Roll up your sleeves

 

Day 4 – State Change – Communication – [CX4]

I woke up after a few hours of sleep, remembering that all of my clothes were still drenched with water from the torrent of rain the night before. Making my way to class in a fairly soaked jacket and pants, I told myself that I’d get an early night tonight.

When class finally began, I was reminded of the fact that we would have to present our proposals in just over 24 hours.. The realisation that I wasn’t going to get any rest tonight either dampened my spirits a bit. Now at least my spirits and my clothes from the night before had something in common.

It was interesting to see how the different teams in the room went about coping with the challenge of delivering a huge amount of work in such a short period of time. Some groups seemed to go straight into producing a model, others seemed to have individual group memebers make for a tactical retreat and desert their company until the fighting was done. Our group luckily enough seemed to have an unspoken alignment of how to approach the task at hand, and managed to take care of itself without any real issues.

At three AM most of our group had finished work for the night (with the exception of one) and I decided that it was a good time to get some rest…..

For me and the other UTS team member in our group, state change definitely affected the communication between our group members.

On the Thursday, we had the task of preparing the majority of the work for the presentation on the following day.  The fact that our groups had been brought together to the same physical locations (changing location) really allowed us to communicate to a higher level than if we had been trying to do so from a remote location. Being in the same space allowed the group to come together and to sense where everyone was at in regards to the project as well as to facilitate all of our alignment of goals for the project.

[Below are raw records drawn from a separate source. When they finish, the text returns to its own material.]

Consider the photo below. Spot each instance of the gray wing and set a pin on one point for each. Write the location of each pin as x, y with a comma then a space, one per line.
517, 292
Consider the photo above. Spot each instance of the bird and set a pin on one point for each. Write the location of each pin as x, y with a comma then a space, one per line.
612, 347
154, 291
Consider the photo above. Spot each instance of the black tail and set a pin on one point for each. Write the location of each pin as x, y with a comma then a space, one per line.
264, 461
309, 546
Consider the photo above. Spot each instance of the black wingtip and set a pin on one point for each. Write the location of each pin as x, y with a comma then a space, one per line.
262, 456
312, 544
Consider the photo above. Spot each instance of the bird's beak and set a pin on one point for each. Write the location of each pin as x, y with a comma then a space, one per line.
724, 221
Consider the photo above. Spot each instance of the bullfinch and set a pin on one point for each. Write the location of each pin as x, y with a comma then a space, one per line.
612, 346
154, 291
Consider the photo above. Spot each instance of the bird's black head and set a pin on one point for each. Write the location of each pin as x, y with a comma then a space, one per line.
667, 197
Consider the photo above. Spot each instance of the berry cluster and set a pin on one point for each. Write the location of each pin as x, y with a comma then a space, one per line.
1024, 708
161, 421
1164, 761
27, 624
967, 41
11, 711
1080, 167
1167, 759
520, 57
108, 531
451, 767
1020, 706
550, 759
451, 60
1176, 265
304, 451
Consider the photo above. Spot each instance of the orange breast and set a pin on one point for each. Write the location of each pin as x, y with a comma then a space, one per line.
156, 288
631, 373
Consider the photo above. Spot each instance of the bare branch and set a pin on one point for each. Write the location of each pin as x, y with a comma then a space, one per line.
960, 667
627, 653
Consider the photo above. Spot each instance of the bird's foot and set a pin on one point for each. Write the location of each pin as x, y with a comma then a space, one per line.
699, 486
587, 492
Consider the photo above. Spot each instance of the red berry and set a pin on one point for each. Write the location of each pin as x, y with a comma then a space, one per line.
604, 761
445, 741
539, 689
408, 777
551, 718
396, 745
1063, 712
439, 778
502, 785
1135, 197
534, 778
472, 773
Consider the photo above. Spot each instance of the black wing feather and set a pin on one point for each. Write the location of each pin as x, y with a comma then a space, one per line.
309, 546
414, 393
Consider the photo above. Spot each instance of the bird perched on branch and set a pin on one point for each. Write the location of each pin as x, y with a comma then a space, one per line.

Experiencing the local culture of Dalian also helped communication between the groups. Having spent almost every meal with our group members, helped to give us some insight as to who they were (their personalities) and therefore aided communication in the group even further. Knowing how someone acts normally is a good reference point to have to know how they feel while they are currently reacting. As a result of this change of culture, we were able to communicate much more fluently without relying so much on the translation of language. For instance, now that we had bonded a bit, a simple physical gesture could indicate what the person was referring to when talking to the rest of the group.